Hago cuentas: un autor se lleva en promedio el diez por ciento de las ventas de cada libro. Digamos que el mío se vende en trescientos cincuenta pesos: treinta y cinco para mí. Tendría que vender cerca de quince mil copias para justificar, más o menos, el sueldo de un año. Y eso por ser un escritor mal pagado, con una novela que me llevó un año entre empezarla y dejarla lista.
En estas fechas hago las labores de vendedor. Esa necesidad del escritor independiente, para la que carezco por completo de talento.
Acudo a los consejeros que abundan en internet. Uno dice que, para vender un producto, hay que contestar una pregunta: ¿por qué la gente necesita el producto que ofrezco? En mi caso: ¿por qué alguien necesitaría leer mi libro? Las respuestas que se me ocurren apuntan a la importancia de leer, no a la de leerme. No es lo mismo. Y ahí, antes de empezar, ya estoy vendido.
Antes de publicar mi primera novela, un amigo que tiene una editorial pequeña me ofreció publicarla. Estuve feliz un par de minutos, hasta que puso frente a mí una lista de obligaciones: presentaciones, entrevistas. Le di vueltas un par de días, solo por respeto a la amistad. Desde que vi la lista ya estaba decidido a decir gracias, pero no.

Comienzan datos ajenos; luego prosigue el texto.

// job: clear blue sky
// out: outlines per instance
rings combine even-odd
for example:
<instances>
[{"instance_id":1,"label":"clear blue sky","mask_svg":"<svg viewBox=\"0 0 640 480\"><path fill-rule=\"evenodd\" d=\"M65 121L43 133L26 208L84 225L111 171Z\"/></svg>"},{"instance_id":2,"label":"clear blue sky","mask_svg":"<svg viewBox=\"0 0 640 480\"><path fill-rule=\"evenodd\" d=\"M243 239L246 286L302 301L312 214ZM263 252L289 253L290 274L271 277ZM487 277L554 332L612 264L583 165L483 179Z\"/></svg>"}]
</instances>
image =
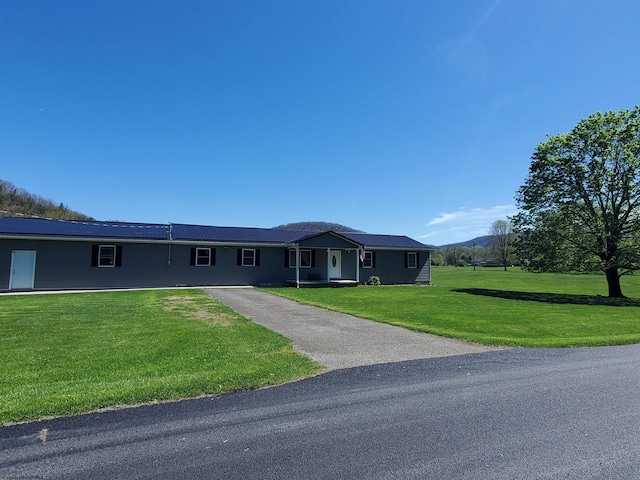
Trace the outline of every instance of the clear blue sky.
<instances>
[{"instance_id":1,"label":"clear blue sky","mask_svg":"<svg viewBox=\"0 0 640 480\"><path fill-rule=\"evenodd\" d=\"M639 0L0 0L0 178L99 220L468 240L638 103Z\"/></svg>"}]
</instances>

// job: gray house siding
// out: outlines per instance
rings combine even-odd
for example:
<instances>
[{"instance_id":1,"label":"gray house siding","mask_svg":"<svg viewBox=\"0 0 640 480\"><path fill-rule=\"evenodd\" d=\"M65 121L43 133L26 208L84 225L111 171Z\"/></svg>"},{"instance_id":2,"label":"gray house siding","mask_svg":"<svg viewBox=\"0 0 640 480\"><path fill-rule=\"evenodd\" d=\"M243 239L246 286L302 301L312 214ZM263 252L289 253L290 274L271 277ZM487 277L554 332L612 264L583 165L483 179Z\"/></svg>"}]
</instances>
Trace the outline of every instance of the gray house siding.
<instances>
[{"instance_id":1,"label":"gray house siding","mask_svg":"<svg viewBox=\"0 0 640 480\"><path fill-rule=\"evenodd\" d=\"M121 266L92 266L93 245L121 246ZM239 266L237 248L215 248L215 265L191 265L191 245L48 240L0 241L0 290L9 288L11 252L36 251L34 289L134 288L198 285L284 285L295 270L284 266L283 248L244 247L260 250L260 264ZM170 264L169 264L170 260Z\"/></svg>"},{"instance_id":2,"label":"gray house siding","mask_svg":"<svg viewBox=\"0 0 640 480\"><path fill-rule=\"evenodd\" d=\"M353 234L354 238L346 238L334 232L307 234L189 225L173 229L171 225L13 218L0 218L0 226L3 228L0 234L0 290L11 287L14 250L36 252L33 283L36 290L276 286L295 282L297 273L301 281L327 281L329 251L340 251L341 258L341 270L331 272L332 279L364 283L369 276L376 275L383 284L430 283L431 280L429 247L407 237ZM178 230L181 237L175 236ZM311 251L309 267L296 269L289 265L290 252L295 251L296 244L300 250ZM105 266L98 266L101 263L100 245L115 247L115 258L102 256ZM363 268L360 262L363 246L374 254L373 268ZM211 265L195 265L196 258L203 259L202 255L196 257L198 248L211 249ZM255 251L255 265L242 265L242 249ZM407 252L417 256L414 268L407 268ZM206 255L204 259L204 263L208 263ZM19 278L23 280L24 276Z\"/></svg>"},{"instance_id":3,"label":"gray house siding","mask_svg":"<svg viewBox=\"0 0 640 480\"><path fill-rule=\"evenodd\" d=\"M394 250L368 250L375 255L375 262L373 268L360 268L360 281L366 282L367 279L375 275L380 278L380 283L383 285L394 284L408 284L416 283L418 274L424 268L425 265L430 264L428 251L416 251L418 255L417 268L408 268L406 266L406 253L405 251ZM429 283L429 280L425 283Z\"/></svg>"}]
</instances>

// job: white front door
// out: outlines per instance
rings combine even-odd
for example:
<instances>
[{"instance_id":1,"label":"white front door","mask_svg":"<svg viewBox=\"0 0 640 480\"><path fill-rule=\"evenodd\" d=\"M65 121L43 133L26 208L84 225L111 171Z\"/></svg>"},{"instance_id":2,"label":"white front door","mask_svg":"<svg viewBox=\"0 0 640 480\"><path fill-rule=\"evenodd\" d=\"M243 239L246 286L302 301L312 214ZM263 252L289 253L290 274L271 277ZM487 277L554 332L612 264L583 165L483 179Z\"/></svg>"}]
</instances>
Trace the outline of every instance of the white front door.
<instances>
[{"instance_id":1,"label":"white front door","mask_svg":"<svg viewBox=\"0 0 640 480\"><path fill-rule=\"evenodd\" d=\"M329 252L329 280L342 278L342 252L331 250Z\"/></svg>"},{"instance_id":2,"label":"white front door","mask_svg":"<svg viewBox=\"0 0 640 480\"><path fill-rule=\"evenodd\" d=\"M11 252L9 290L33 288L36 274L36 252L14 250Z\"/></svg>"}]
</instances>

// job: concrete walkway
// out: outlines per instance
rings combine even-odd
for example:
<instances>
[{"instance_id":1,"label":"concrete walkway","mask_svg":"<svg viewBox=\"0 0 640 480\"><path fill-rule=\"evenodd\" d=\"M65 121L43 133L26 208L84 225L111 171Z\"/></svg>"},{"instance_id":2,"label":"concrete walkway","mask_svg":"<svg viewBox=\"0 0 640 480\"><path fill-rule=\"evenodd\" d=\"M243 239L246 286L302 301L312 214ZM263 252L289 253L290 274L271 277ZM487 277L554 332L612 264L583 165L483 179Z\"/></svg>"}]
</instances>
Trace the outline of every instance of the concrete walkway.
<instances>
[{"instance_id":1,"label":"concrete walkway","mask_svg":"<svg viewBox=\"0 0 640 480\"><path fill-rule=\"evenodd\" d=\"M253 288L204 291L240 315L290 338L296 350L328 370L500 350L302 305Z\"/></svg>"}]
</instances>

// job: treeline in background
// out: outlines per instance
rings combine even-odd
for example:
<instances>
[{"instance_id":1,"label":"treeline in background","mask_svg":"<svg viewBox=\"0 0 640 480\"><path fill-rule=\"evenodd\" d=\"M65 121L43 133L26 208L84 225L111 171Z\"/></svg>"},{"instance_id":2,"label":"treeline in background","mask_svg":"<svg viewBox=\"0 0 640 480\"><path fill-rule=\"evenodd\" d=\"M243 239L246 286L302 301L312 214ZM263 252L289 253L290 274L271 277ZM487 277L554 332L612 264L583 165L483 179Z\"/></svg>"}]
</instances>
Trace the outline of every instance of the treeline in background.
<instances>
[{"instance_id":1,"label":"treeline in background","mask_svg":"<svg viewBox=\"0 0 640 480\"><path fill-rule=\"evenodd\" d=\"M87 215L70 210L64 203L57 204L39 195L33 195L2 179L0 179L0 216L94 220Z\"/></svg>"}]
</instances>

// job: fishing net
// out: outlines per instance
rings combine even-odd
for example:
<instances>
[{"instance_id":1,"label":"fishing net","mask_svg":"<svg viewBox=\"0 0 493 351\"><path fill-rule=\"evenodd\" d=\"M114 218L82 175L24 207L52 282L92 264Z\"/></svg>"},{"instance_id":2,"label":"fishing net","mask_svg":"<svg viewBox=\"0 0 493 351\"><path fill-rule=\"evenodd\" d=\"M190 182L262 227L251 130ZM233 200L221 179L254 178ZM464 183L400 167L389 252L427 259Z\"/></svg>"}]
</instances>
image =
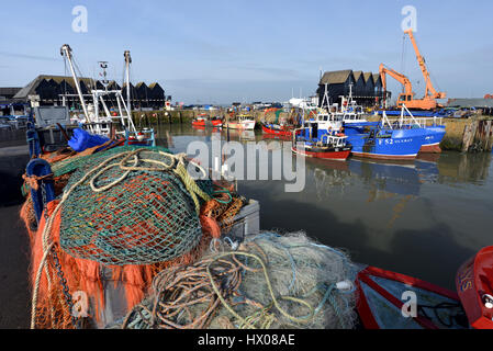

Escribir no lo hago por volverme rico ni famoso. El oficio artístico trae algunas veces fama y, muy rara vez, dinero. Muy pocos viven de su trabajo personal. Para el que no lo consigue, una cosa es trabajar en sus ideas y otra mantenerse, y mantenerse obliga a trabajar las ideas de otros. Hacer encargos. Uno se sienta a poner sus sueños en el papel después de aflojar un poco las cadenas del trabajo por encargo. Solo un poco: forzarlas hasta romperlas es quedar al borde de la bancarrota, a dos pasos de la calle. Al final, el artista depende más de la suerte que del talento. Ese es el juego. Tramposo, sí, pero el universo es incierto.
La editorial paga oficina, teléfonos, personal, imprenta, publicidad. Es comprensible que pidan al autor su tiempo para promover la novela. La ganancia me parece poca. Autopublicar tampoco convence: los porcentajes no suben tanto, y el arte personal rara vez se remunera. Una vez leí —no recuerdo de quién— que la fama y la fortuna llegan a tan pocos escritores que conviene contar con ninguna de las dos.
Aquí está el nudo. Escribo con la esperanza de que la gente me lea. Me gusta escribir y quiero compartir; de ahí la idea de publicar. Y me niego a hacer lo único que pone el libro frente a la gente. Quiero el lector y rechazo el camino hacia el lector. No sé resolverlo. Salir a internarme en la circulación de la ciudad acaba con mis nervios y mi paciencia; vaciado, en casa, no escribo. Prefiero el engaño de que manejo mis tiempos a mi antojo antes que la mentira de que codearme con expertos me dará fama y fortuna. Pero prefiero un engaño a otro, y lo sé mientras lo escribo.
En lugar de las cinco horas matutinas que me propongo, lidio con lo cotidiano de un hogar que vive al día y con una Pandilla Salvaje juguetona. La medianoche es mi refugio. No importa qué tan agotado esté: al sentarme, tomo fuerza, mi cabeza deja de pensar y me deja escribir en paz. Tener los días ocupados en discusiones, juegos, compras y pagos es un recordatorio de que nada es certero. Al escribir mis novelas siento felicidad por sostener este caos con pinzas.
En los tres años desde que autopubliqué mi primera novela, cada vez que veo a mi amigo, me pregunta si voy a aceptar la oferta con la siguiente. Soy don Nadie en el oficio, pero así llevo dos novelas, tengo a medio camino la autopublicación de la tercera y transcribo la cuarta. Trabajo en lo que puedo para enfrentar las facturas, el inevitable rugir de las deudas. Mejor quedo haciéndola de mal vendedor.
La vida es un juego. Un juego tramposo para muchos. Pero al final es solo eso: un juego.